[Some years ago I published in a volume of tales called The Wrong Paradise, a paper styled “My Friend the Beach-comber”. This contained genuine adventures of a kinsman, my oldest and most intimate friend, who has passed much of his life in the Pacific, mainly in a foreign colony, and in the wild New Hebrides. My friend is a man of education, an artist, and a student of anthropology and ethnology. Engaged on a work of scientific research, he has not committed any of his innumerable adventures, warlike or wandering, to print. The following “yarn” he sent to me lately, in a letter on some points of native customs. Of course the description of the Beach-comber, in the book referred to, is purely fictitious. The yarn of “The Thumbless Hand” is here cast in a dialogue, but the whole of the strange experience described is given in the words of the narrator. It should be added that, though my friend was present at some amateur séances, in a remote isle of the sea, he is not a spiritualist, never was one, and has no theory to account for what occurred, and no belief in “spooks” of any description. His faith is plighted to the theories of Mr. Darwin, and that is his only superstition. The name of the principal character in the yarn is, of course, fictitious. The real name is an old but not a noble one in England.]

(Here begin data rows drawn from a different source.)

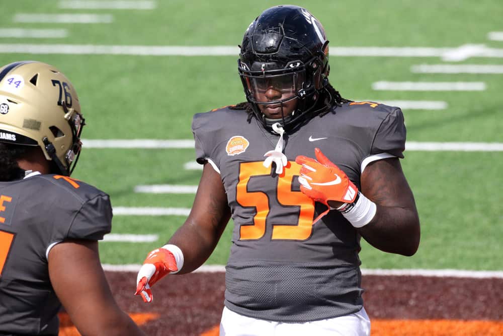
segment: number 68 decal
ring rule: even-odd
[[[298,221],[296,225],[272,223],[273,240],[306,240],[312,233],[314,202],[301,191],[292,190],[292,183],[295,176],[300,174],[299,164],[290,161],[284,173],[278,178],[276,195],[280,204],[285,207],[299,207]],[[252,176],[270,175],[271,168],[266,168],[262,162],[242,162],[239,165],[239,181],[237,183],[236,200],[243,207],[254,207],[257,214],[253,223],[241,225],[240,240],[256,240],[266,233],[266,219],[269,214],[269,197],[264,191],[248,191],[246,186]]]

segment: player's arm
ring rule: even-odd
[[[369,223],[358,229],[373,246],[412,255],[419,246],[419,216],[412,191],[397,158],[369,164],[361,177],[361,192],[376,205]]]
[[[192,272],[203,264],[216,246],[230,218],[227,194],[219,174],[205,164],[190,214],[170,239],[183,252],[183,268]]]
[[[81,334],[144,335],[114,299],[97,242],[65,241],[51,249],[48,261],[54,291]]]
[[[362,190],[359,191],[319,149],[315,149],[315,154],[316,159],[299,156],[295,160],[303,166],[299,177],[302,192],[340,211],[375,247],[404,255],[415,253],[420,236],[419,217],[398,158],[369,164],[360,178]]]
[[[151,302],[151,286],[165,275],[191,272],[208,259],[230,218],[220,175],[205,164],[189,217],[168,244],[150,252],[136,278],[135,295]]]

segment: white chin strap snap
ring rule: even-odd
[[[280,174],[283,173],[283,168],[286,166],[288,163],[288,160],[286,158],[286,156],[283,154],[283,135],[285,133],[281,124],[276,122],[273,124],[273,130],[280,135],[280,139],[276,144],[276,147],[274,151],[269,151],[264,156],[267,156],[266,160],[264,161],[264,166],[266,168],[269,168],[273,162],[276,164],[276,174]]]

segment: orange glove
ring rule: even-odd
[[[170,251],[161,247],[151,251],[138,272],[134,295],[141,295],[144,302],[151,302],[150,287],[166,275],[177,271],[177,261]]]
[[[316,160],[299,155],[295,162],[302,165],[299,182],[300,191],[316,201],[328,207],[328,201],[351,203],[356,198],[358,189],[348,175],[328,160],[319,148],[314,149]],[[328,213],[316,218],[317,221]]]

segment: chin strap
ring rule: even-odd
[[[280,139],[278,141],[278,143],[276,144],[276,147],[274,150],[269,151],[264,155],[264,156],[267,157],[264,161],[263,164],[266,168],[269,168],[272,163],[274,162],[276,165],[276,173],[280,174],[283,173],[283,168],[288,163],[286,155],[283,153],[283,134],[285,133],[285,130],[283,129],[283,126],[279,122],[273,124],[272,127],[273,130],[280,135]]]

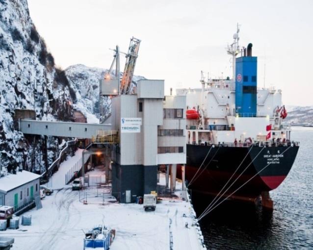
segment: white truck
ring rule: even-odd
[[[155,211],[156,206],[156,196],[155,195],[144,195],[143,208],[145,211],[151,209]]]
[[[82,188],[82,182],[80,178],[77,178],[73,181],[72,190],[80,190]]]

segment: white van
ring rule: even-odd
[[[80,190],[82,188],[82,183],[80,178],[77,178],[73,181],[72,184],[72,190]]]
[[[156,210],[156,196],[155,195],[144,195],[143,196],[143,208],[145,211],[151,209],[152,211]]]

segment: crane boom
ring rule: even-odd
[[[130,94],[131,81],[136,65],[136,60],[138,57],[140,40],[132,37],[130,39],[128,53],[126,54],[126,62],[123,77],[121,80],[120,94]]]

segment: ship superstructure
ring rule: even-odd
[[[234,37],[237,44],[238,33]],[[240,57],[234,55],[233,79],[205,79],[202,72],[202,88],[176,90],[186,96],[187,144],[290,140],[290,127],[282,124],[287,115],[282,91],[257,88],[257,57],[252,47],[249,44]]]

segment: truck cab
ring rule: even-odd
[[[156,196],[155,195],[144,195],[143,196],[143,208],[145,211],[151,209],[155,211],[156,206]]]

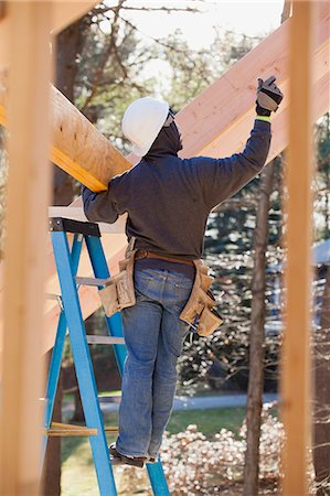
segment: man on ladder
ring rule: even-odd
[[[89,220],[113,224],[126,212],[127,237],[135,239],[136,303],[121,311],[128,354],[119,435],[110,446],[120,463],[143,466],[158,456],[189,332],[180,315],[191,303],[207,216],[266,162],[270,112],[283,99],[275,80],[259,79],[251,137],[242,153],[226,159],[180,159],[181,134],[169,105],[149,97],[134,101],[124,115],[123,132],[141,161],[111,179],[105,192],[83,188]]]

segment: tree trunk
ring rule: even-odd
[[[315,344],[313,466],[318,496],[330,493],[330,267],[322,299],[321,331]]]
[[[274,161],[260,174],[260,196],[254,237],[255,259],[252,281],[249,377],[246,410],[244,496],[258,494],[259,435],[264,390],[265,342],[265,251],[268,244],[268,209],[273,188]]]

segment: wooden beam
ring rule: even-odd
[[[307,496],[310,443],[312,242],[312,1],[296,1],[290,24],[286,310],[283,346],[284,496]],[[302,104],[302,105],[301,105]]]
[[[55,206],[49,208],[50,217],[72,218],[83,223],[88,222],[81,206]],[[98,227],[102,234],[125,234],[127,214],[120,215],[115,224],[99,223]]]
[[[56,165],[93,191],[106,190],[110,177],[131,168],[131,163],[54,87],[52,108],[51,159]],[[1,87],[0,123],[6,125],[6,93]]]
[[[50,202],[50,8],[8,2],[9,181],[4,248],[0,493],[38,495]],[[19,35],[18,35],[19,33]],[[26,424],[26,419],[29,423]]]
[[[291,20],[285,22],[260,45],[235,64],[193,103],[178,115],[183,134],[182,157],[205,154],[225,157],[239,151],[252,127],[255,88],[258,76],[275,73],[285,88],[288,80],[287,40]],[[318,43],[315,54],[316,90],[318,82],[329,74],[328,9],[324,3],[318,21]],[[316,98],[319,95],[316,94]],[[0,90],[0,123],[4,122],[4,94]],[[108,181],[124,172],[138,159],[126,160],[92,126],[88,120],[55,88],[53,88],[52,161],[94,191],[106,190]],[[288,106],[285,98],[274,116],[274,128]],[[322,108],[326,112],[329,108]],[[283,148],[287,144],[286,127],[278,126]],[[285,136],[286,134],[286,136]],[[277,150],[273,149],[277,152]],[[273,155],[269,155],[272,160]]]
[[[53,0],[53,4],[51,4],[50,1],[49,9],[52,11],[50,29],[52,34],[60,33],[68,24],[82,18],[98,2],[88,0],[72,0],[68,2],[64,0]],[[6,2],[1,2],[0,4],[6,4]],[[7,40],[10,29],[10,20],[7,15],[7,10],[6,8],[2,8],[0,11],[0,68],[7,68],[9,66],[9,45]]]

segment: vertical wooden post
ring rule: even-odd
[[[286,431],[284,496],[307,489],[310,401],[312,240],[311,44],[312,1],[295,1],[290,44],[290,116],[287,170],[286,330],[283,351],[283,420]]]
[[[0,493],[38,495],[50,198],[50,2],[8,2],[9,184]]]

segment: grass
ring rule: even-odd
[[[167,430],[171,434],[182,432],[189,424],[196,424],[203,434],[212,439],[221,429],[238,432],[245,408],[174,411]],[[105,416],[106,425],[117,425],[118,413]],[[115,436],[107,436],[108,443]],[[121,472],[116,468],[116,482],[120,486]],[[149,494],[137,487],[140,496]],[[62,496],[98,496],[97,481],[89,441],[87,438],[63,438],[62,440]],[[121,493],[124,496],[124,494]]]

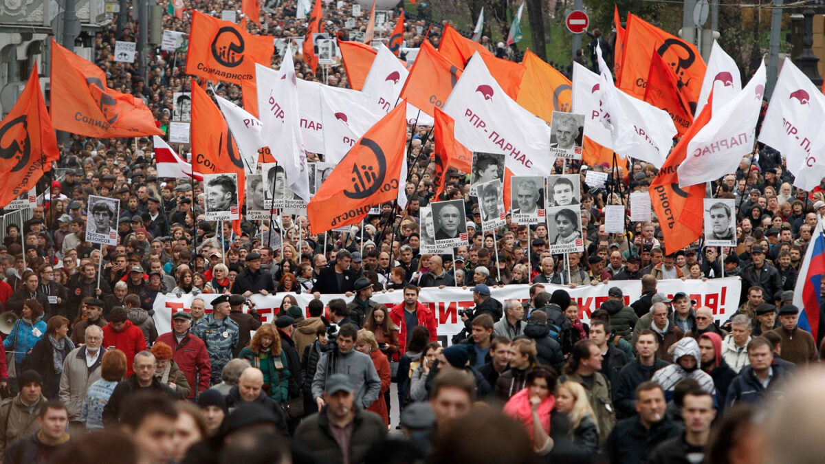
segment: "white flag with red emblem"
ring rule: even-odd
[[[596,144],[611,149],[610,131],[601,124],[601,78],[575,61],[573,62],[573,109],[584,115],[584,133]]]
[[[742,157],[752,153],[765,79],[763,60],[745,88],[719,109],[716,89],[725,84],[716,83],[710,121],[691,139],[687,157],[676,168],[681,188],[736,173]]]
[[[323,149],[328,163],[340,163],[361,135],[381,119],[366,108],[367,96],[357,90],[320,88]]]
[[[719,83],[714,87],[714,83]],[[711,89],[714,91],[714,108],[723,107],[742,91],[739,68],[716,40],[714,40],[714,46],[710,49],[708,69],[705,71],[702,88],[699,92],[699,100],[696,101],[696,111],[693,114],[699,116],[702,112],[702,108],[710,97]]]
[[[673,120],[667,111],[616,88],[601,49],[596,51],[601,71],[601,122],[610,130],[613,151],[661,168],[676,135]]]
[[[471,151],[503,153],[514,176],[549,175],[550,128],[502,89],[478,52],[473,55],[444,112],[455,120],[455,139]]]
[[[825,174],[825,96],[790,59],[785,58],[771,102],[765,112],[759,141],[780,152],[794,185],[811,190]]]
[[[264,142],[284,166],[290,190],[309,201],[309,177],[298,112],[298,78],[291,45],[284,56],[280,72],[255,64],[258,116],[263,125]]]
[[[152,144],[154,146],[155,163],[158,168],[158,178],[182,178],[188,176],[194,178],[196,181],[203,181],[204,177],[198,173],[192,173],[192,165],[181,159],[180,156],[172,149],[163,139],[158,135],[153,135]]]

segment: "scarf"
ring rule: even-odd
[[[583,340],[587,338],[587,333],[584,331],[584,324],[582,323],[582,320],[577,319],[576,322],[573,323],[573,328],[578,330],[579,340]]]
[[[73,343],[72,340],[69,340],[68,337],[64,337],[59,341],[55,339],[51,334],[49,334],[49,341],[51,342],[52,344],[52,364],[54,367],[54,373],[62,374],[64,348],[67,348],[68,345],[68,349],[66,351],[72,351],[74,349],[74,343]]]

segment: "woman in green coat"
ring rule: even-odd
[[[271,324],[264,324],[255,331],[255,336],[238,355],[247,359],[252,367],[263,372],[263,388],[270,398],[278,403],[288,399],[290,370],[286,353],[280,349],[280,337]]]

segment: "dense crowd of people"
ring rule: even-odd
[[[346,39],[351,2],[339,3],[323,21]],[[188,32],[192,9],[239,7],[185,5],[182,17],[164,13],[164,28]],[[295,2],[262,7],[252,32],[304,36]],[[426,6],[417,14],[406,18],[406,44],[437,46],[442,25]],[[154,50],[145,80],[110,59],[115,40],[134,40],[132,19],[97,34],[95,61],[167,135],[172,96],[190,90],[185,48]],[[367,15],[354,19],[364,31]],[[515,48],[482,42],[517,59]],[[340,64],[314,73],[301,58],[299,78],[348,87]],[[242,103],[239,86],[214,88]],[[555,173],[578,175],[570,192],[582,192],[571,203],[584,251],[564,255],[551,253],[544,223],[507,214],[483,230],[475,173],[450,168],[436,196],[431,128],[411,125],[407,136],[408,206],[388,203],[361,227],[315,234],[305,215],[251,220],[243,211],[237,234],[205,220],[202,182],[158,177],[149,139],[71,135],[54,166],[64,175],[41,180],[43,203],[9,224],[0,245],[0,307],[15,316],[0,345],[3,462],[757,462],[771,440],[752,438],[765,420],[755,411],[780,410],[785,392],[802,390],[797,368],[825,357],[825,329],[817,339],[798,327],[793,304],[822,187],[794,188],[780,154],[759,145],[713,182],[714,197],[736,205],[725,227],[737,244],[703,239],[666,253],[655,217],[606,232],[605,206],[647,192],[652,164],[559,159]],[[605,187],[587,184],[588,170],[606,173]],[[117,245],[86,240],[90,195],[120,201]],[[464,201],[468,241],[423,253],[421,208],[445,200]],[[282,244],[271,246],[266,231]],[[664,279],[723,276],[742,283],[724,320],[686,292],[658,290]],[[641,296],[629,301],[614,281],[640,281]],[[529,294],[497,299],[511,284]],[[580,286],[608,289],[589,318],[568,291]],[[470,289],[474,305],[444,346],[419,296],[453,286]],[[373,300],[393,291],[403,301]],[[295,294],[312,299],[304,307]],[[154,317],[165,295],[191,297],[171,328]],[[269,322],[255,295],[282,297]]]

“Have the natives the custom of walking through fire?” said my friend the Beach-comber, in answer to a question of mine. “Not that I know of. In fact the soles of their feet are so thick-skinned that they would think nothing of it.”
“Then have they any spiritualistic games, like the Burmans and Maories? I have a lot of yarns about them.”
“They are too jolly well frightened of bush spirits to invite them to tea,” said the Beach-comber. “I knew a fellow who got a bit of land merely by whistling up and down in it at nightfall. [{292}] They think spirits whistle. No, I don’t fancy they go in for séances. But we once had some, we white men, in one of the islands. Not the Oui-ouis” (native name for the French), “real white men. And that led to Bolter’s row with me.”
“What about?”
“Oh, about his young woman. I told her the story; it was thoughtless, and yet I don’t know that I was wrong. After all, Bolter could not have been a comfortable fellow to marry.”
In this opinion readers of the Beach-comber’s narrative will probably agree, I fancy.
“Bad moral character?”
“Not that I know of. Queer fish; kept queer company. Even if she was ever so fond of dogs, I don’t think a girl would have cared for Bolter’s kennel. Not in her bedroom anyway.”
“But she could surely have got him to keep them outside, however doggy he was?”